Yankees stumble as Jays snap Stadium losing streak

Brian Heyman
bheyman@lohud.com

Yankees first baseman Brian McCann reacts after not forcing Toronto's Dioner Navarro  at first during the seventh inning of  Saturday's game at Yankee Stadium.

NEW YORK – Let's just say the Blue Jays were overdue to leave Yankee Stadium wearing street clothes and smiles. Way, way overdue.

They had been 0 for their past 17 tries to win a game here dating to September of 2012.

But the streak is finally over.

The Yankees helped them end it Saturday with unsteady infield defense and not enough offense, common themes, and bad relief work, not a common theme. Drew Hutchison held them to two runs and five hits over 62/3, Brian McCann and Brian Roberts didn't shine defensively in the go-ahead rally in the seventh, Dan Johnson cracked a three-run homer in the ninth, and Toronto finally beat the Yankees, 6-4.

"It's surprising to me because they have a lot of talented players over there," Joe Girardi said after the Yankees' four-game winning streak was snapped. "You don't ever expect to beat a team that many times, but they got the better of us today."

The streak marked the fourth-longest stretch of domination by a home team since divisional play began in 1969. The Jays had dropped 26 of their last 28 here dating to May of 2011. They had dropped 39 of 50 since the gates opened in 2009. Their last Bronx win came on Aug. 29, 2012.

"When we have a tough year, usually around this place you'd see tire tracks on your neck," Toronto manager John Gibbons said.

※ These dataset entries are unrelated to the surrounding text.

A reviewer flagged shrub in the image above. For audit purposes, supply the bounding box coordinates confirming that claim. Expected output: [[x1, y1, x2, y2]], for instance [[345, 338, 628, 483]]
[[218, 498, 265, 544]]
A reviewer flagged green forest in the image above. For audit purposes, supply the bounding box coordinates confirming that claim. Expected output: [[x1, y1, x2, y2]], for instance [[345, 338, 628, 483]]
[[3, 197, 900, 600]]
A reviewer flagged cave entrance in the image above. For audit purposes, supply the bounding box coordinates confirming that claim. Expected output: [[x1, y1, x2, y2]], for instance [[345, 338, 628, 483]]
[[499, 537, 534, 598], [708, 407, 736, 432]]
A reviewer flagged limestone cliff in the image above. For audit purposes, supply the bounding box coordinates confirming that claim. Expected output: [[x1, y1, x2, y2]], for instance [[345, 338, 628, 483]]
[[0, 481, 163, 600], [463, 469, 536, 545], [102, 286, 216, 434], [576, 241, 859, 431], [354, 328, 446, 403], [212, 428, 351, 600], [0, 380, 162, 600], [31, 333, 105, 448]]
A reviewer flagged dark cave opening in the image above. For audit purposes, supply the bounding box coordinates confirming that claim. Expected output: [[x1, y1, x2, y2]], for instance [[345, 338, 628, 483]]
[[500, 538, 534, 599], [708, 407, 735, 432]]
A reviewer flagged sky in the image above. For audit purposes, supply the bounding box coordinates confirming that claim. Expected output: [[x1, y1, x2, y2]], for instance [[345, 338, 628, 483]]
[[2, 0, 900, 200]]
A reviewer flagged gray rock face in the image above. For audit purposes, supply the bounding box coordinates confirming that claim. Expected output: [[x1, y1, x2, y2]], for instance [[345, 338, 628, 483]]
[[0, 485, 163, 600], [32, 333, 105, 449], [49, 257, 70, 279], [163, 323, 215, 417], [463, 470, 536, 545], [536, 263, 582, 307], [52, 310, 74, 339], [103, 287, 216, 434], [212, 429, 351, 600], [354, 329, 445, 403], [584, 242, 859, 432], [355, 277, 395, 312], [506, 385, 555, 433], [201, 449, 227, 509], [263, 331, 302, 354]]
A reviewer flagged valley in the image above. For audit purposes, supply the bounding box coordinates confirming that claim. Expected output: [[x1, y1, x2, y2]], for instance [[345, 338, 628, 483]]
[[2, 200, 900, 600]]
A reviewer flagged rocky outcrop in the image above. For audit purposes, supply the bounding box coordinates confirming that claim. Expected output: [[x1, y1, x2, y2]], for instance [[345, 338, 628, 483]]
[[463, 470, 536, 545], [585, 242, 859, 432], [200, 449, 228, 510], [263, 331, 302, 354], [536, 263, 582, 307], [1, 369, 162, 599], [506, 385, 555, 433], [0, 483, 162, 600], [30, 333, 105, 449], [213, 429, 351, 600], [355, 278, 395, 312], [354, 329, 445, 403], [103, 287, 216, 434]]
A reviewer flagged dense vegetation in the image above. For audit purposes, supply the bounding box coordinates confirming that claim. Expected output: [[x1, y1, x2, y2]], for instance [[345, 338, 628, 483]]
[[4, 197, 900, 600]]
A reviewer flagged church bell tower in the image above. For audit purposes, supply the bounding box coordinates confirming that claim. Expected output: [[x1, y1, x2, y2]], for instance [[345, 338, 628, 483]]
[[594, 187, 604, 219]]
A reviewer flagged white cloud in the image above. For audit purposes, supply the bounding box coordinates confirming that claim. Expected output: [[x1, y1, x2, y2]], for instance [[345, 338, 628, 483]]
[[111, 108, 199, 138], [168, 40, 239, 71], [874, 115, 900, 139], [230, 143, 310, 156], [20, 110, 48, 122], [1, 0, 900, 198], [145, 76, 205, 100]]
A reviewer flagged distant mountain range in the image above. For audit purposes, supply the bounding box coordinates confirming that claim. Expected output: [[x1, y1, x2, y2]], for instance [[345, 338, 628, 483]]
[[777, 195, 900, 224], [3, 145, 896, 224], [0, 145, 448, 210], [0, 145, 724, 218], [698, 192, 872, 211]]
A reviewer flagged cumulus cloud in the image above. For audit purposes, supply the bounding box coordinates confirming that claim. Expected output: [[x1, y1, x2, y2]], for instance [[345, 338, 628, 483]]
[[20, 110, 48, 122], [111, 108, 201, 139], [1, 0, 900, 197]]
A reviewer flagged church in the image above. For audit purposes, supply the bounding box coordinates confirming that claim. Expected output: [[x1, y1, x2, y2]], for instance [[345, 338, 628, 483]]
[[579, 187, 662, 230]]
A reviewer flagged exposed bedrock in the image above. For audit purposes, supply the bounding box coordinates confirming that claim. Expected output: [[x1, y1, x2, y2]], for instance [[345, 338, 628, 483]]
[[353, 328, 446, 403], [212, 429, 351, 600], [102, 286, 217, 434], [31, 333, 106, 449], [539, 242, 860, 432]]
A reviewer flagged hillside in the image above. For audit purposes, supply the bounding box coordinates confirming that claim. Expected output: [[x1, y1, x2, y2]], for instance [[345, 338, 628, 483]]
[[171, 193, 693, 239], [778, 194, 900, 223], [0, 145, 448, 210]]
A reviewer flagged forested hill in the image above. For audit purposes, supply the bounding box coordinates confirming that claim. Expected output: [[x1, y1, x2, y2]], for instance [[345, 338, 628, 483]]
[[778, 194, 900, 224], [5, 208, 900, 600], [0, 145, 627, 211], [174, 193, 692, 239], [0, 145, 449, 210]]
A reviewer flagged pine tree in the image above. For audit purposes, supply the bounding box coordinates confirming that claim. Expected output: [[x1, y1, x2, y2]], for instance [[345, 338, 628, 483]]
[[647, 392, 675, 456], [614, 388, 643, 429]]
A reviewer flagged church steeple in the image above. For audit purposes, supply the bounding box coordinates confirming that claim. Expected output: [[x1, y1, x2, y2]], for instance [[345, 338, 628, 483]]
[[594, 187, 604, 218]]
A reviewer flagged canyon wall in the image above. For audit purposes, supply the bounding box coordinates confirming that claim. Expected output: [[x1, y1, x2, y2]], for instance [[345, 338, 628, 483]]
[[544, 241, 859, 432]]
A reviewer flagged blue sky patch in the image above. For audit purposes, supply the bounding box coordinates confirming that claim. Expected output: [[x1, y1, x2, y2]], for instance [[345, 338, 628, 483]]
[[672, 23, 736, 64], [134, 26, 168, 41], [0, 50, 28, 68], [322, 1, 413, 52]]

McCann filled in again for the injured Mark Teixeira at first, just the catcher's seventh start there this season. The ball found him with runners at second and third and no outs and Shawn Kelley pitching in a 2-2 game in the seventh.

Dioner Navarro hit a ball wide of first to McCann, who stared at Melky Cabrera holding in place down the third-base line before finally looking at first. But he was too far in to get to the bag in time. So he fired to second to try to get Jose Bautista heading back. Safe. Bases loaded.

"The game sped up on me," McCann said. "I didn't make the play."

After Steve Tolleson went down swinging, Matt Thornton came on and got Johnson to hit a blooper on the infield between first and second. Roberts didn't get to it for the catch. The ball took a tricky hop and fell out of the second baseman's glove. He had no play — single, RBI, 3-2.

"Maybe it's a play I'm supposed to make," Roberts said. "I don't know."

"When you lose 17 in a row, you deserve something like that," Gibbons said.

Jeff Francis served up Johnson's three-run homer, and it was 6-2.

It was 6-4 after Carlos Beltran belted a two-run shot off Casey Janssen in the last of the ninth. But Janssen nailed down the final two outs.

"They kind of got the good bounces today and we didn't," Roberts said.

Chris Capuano had kept the Yankees in play in his pinstriped debut after being purchased from the Rockies' organization Thursday. The scoresheet was a little messy with five hits, four walks and one hit batter. But the 35-year-old lefty yielded only two runs in six innings.

"I had a little nerves going in the beginning," Capuano said. "… But I made some good pitches today when I had to and was just thrilled to be out there."